Diversification Opportunities for Okta and BOEING
Average diversification
The 3 months correlation between Okta and BOEING is 0.15. Overlapping area represents the amount of risk that can be diversified away by holding Okta Inc and BOEING CO in the same portfolio, assuming nothing else is changed. The correlation between historical prices or returns on BOEING CO and Okta is a relative statistical measure of the degree to which these equity instruments tend to move together. The correlation coefficient measures the extent to which returns on Okta Inc are associated (or correlated) with BOEING. Values of the correlation coefficient range from -1 to +1, where. The correlation of zero (0) is possible when the price movement of BOEING CO has no effect on the direction of Okta i.e., Okta and BOEING go up and down completely randomly.
Pair Corralation between Okta and BOEING
Given the investment horizon of 90 days Okta Inc is expected to generate 3.64 times more return on investment than BOEING. However, Okta is 3.64 times more volatile than BOEING CO. It trades about 0.13 of its potential returns per unit of risk. BOEING CO is currently generating about -0.13 per unit of risk. If you would invest 7,325 in Okta Inc on August 29, 2024 and sell it today you would earn a total of 358.00 from holding Okta Inc or generate 4.89% return on investment over 90 days.

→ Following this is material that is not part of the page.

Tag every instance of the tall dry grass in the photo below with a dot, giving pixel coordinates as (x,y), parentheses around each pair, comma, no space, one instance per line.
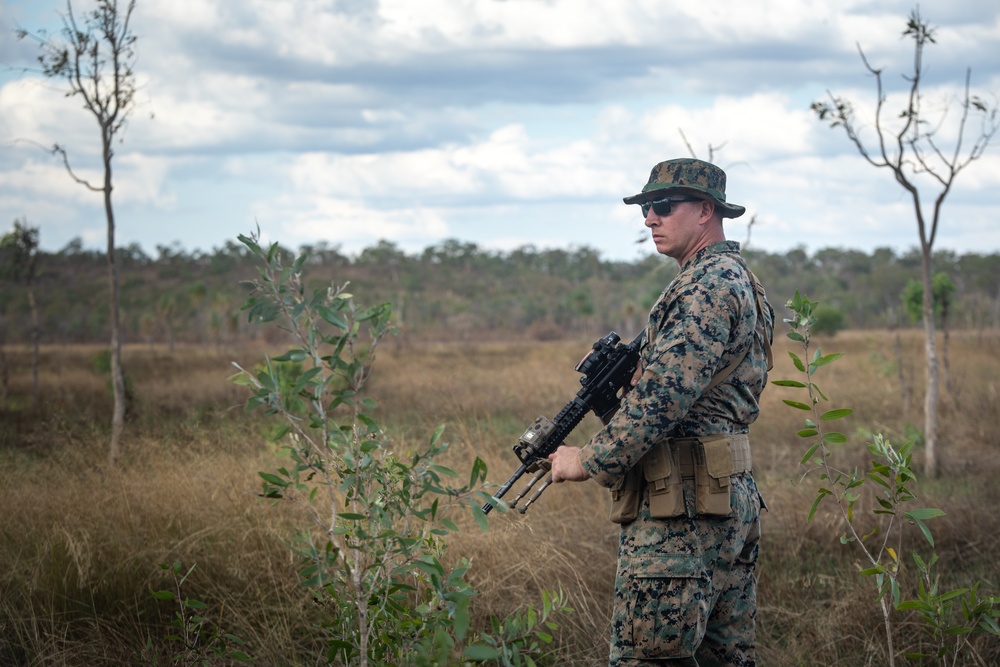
(80,543)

Time Period | 3 Months [change] |
Direction | Moves Together |
Strength | Insignificant |
Accuracy | 95.65% |
Values | Daily Returns |
Okta Inc vs. BOEING CO
Performance |
Timeline |
Okta Inc |
BOEING CO |
Okta and BOEING Volatility Contrast
Predicted Return Density |
Returns |
Pair Trading with Okta and BOEING
The main advantage of trading using opposite Okta and BOEING positions is that it hedges away some unsystematic risk. Because of two separate transactions, even if Okta position performs unexpectedly, BOEING can make up some of the losses. Pair trading also minimizes risk from directional movements in the market. For example, if an entire industry or sector drops because of unexpected headlines, the short position in BOEING will offset losses from the drop in BOEING's long position.The idea behind Okta Inc and BOEING CO pairs trading is to make the combined position market-neutral, meaning the overall market's direction will not affect its win or loss (or potential downside or upside). This can be achieved by designing a pairs trade with two highly correlated stocks or equities that operate in a similar space or sector, making it possible to obtain profits through simple and relatively low-risk investment.Check out your portfolio center.Note that this page's information should be used as a complementary analysis to find the right mix of equity instruments to add to your existing portfolios or create a brand new portfolio. You can also try the Positions Ratings module to determine portfolio positions ratings based on digital equity recommendations. Macroaxis instant position ratings are based on combination of fundamental analysis and risk-adjusted market performance.